In a lot of ways, you feel that he is running this place as if he was just having a constant stream of his friends over to his house as he offers guests beers and free use of the bikes despite the sign above reception suggesting they cost €5 per day.
If you haven’t done much research before arriving and are unsure as to what to do in Ohrid then have no fear as Gyoko will undoubtedly take the time to outline the must-see sights as well as hidden gems in a town that he knows like the back of his hand.
If you prefer to stay in a hotel, then Villa Jordan is a great option. Their rooms are extremely spacious with lake views, they have a pool on site and breakfast included in your room rate.
What To Do in Ohrid
On my first day, I followed a walking route that Gyoko recommended which took in the main sites of the town. I started by making the short but relatively steep walk to King Samoil’s Fortress which, like most fortresses, offers brilliant views of the surrounding area.
The fortress was originally built in the 4th century BCE and was an extremely important site for the First Bulgarian Empire that existed between the 7th and 11th centuries CE. It was most recently renovated in 2003 and whilst there is a small entrance fee of 30 Macedonian Denars (approximately 50 Euro cents) it is most definitely worth making the walk up to see the gorgeous lake and surrounding mountains from up above.

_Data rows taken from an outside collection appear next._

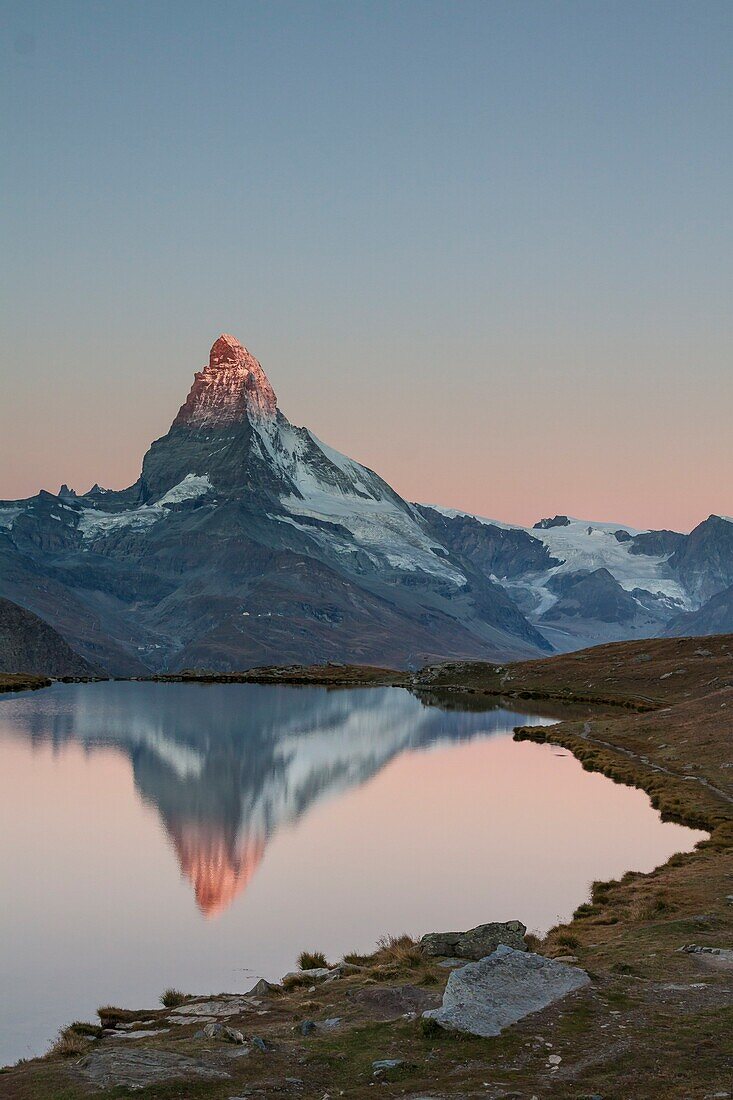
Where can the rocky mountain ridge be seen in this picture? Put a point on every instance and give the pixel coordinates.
(247, 541)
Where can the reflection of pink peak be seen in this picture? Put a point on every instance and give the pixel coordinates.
(217, 870)
(232, 387)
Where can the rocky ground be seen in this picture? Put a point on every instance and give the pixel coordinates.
(654, 1021)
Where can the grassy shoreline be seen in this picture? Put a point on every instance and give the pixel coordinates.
(657, 1021)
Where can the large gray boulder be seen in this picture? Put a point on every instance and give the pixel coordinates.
(477, 943)
(483, 998)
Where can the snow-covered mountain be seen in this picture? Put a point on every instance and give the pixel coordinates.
(583, 582)
(247, 540)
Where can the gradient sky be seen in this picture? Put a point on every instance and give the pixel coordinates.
(483, 248)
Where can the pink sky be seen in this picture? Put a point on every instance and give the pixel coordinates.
(514, 433)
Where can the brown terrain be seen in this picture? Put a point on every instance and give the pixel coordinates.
(657, 1019)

The route then follows through the Old Town Park to the Early Christian Basilica and Saint Pantelejamon – the site of the oldest university in Europe and birthplace of the Cyrillic alphabet. The area has changed between having churches and mosques built depending on the ruler of the time and they are currently reconstructing a church in the area.
The highlight, however, of my walk was just around the corner as I came across the Church of Saint John the Theologian. The small church is stunningly built on a cliff overlooking the lake and is certainly one of the most scenic locations for a church that I have come across during my travels in the Balkans. You do need to pay if you want to see the inside of the church, however, I was more than satisfied to just sit outside and people watch as I admired the full beauty of the lake and cliffs.
The rest of my walk passed through some small sandy beaches and a couple of other significant churches – the Saint Sophia and the Saint Bogorodica Perivlepta. During the summer months of July and August, the beaches can get extremely crowded however as I was there in early spring during unseasonably wet weather, the beaches were all deserted. In summer, you can also rent boats from this area to take around the lake.
You can easily see most of the main sites in Ohrid in one day so if you’re unsure what to do in Ohrid on your second day then I strongly suggest renting a bike and riding around the lake outside of the main town. There’s no need to have much of an itinerary in mind, and you can simply ride west along the lake’s banks and within a kilometre, you will be outside the built-up areas of the town and can enjoy the peaceful scenery.
There are a number of small beaches that you can stop out within a couple of kilometres which will likely be deserted outside the summer months. So bring a book, maybe some food and enjoy a couple of peaceful hours overlooking the majestic lake without all the crowds you find in the town of Ohrid.
What To Eat in Ohrid
If you’re on a budget in Ohrid, then one of the best places to eat is the small family run business of Dr Falafel. Their menu is very simple consisting of falafel, hummus, or falafel and hummus but it’s incredibly tasty and a rare vegetarian option in the meat-loving Balkans.
Otherwise, there are plenty of cafes and restaurants to try on the main boulevard and there is also a large supermarket only a few minutes walk from Sunny Lake Hostel if you prefer to cook your own meals.
Whilst the town of Ohrid is certainly one of the more popular spots on a Balkans backpacking route, it doesn’t feel overcrowded and the beauty of the area is more than enough reason to visit.
I can’t wait to visit again, particularly in summer when the weather is warmer so I can experience the town of Ohrid it in all its glory on a warm sunny day.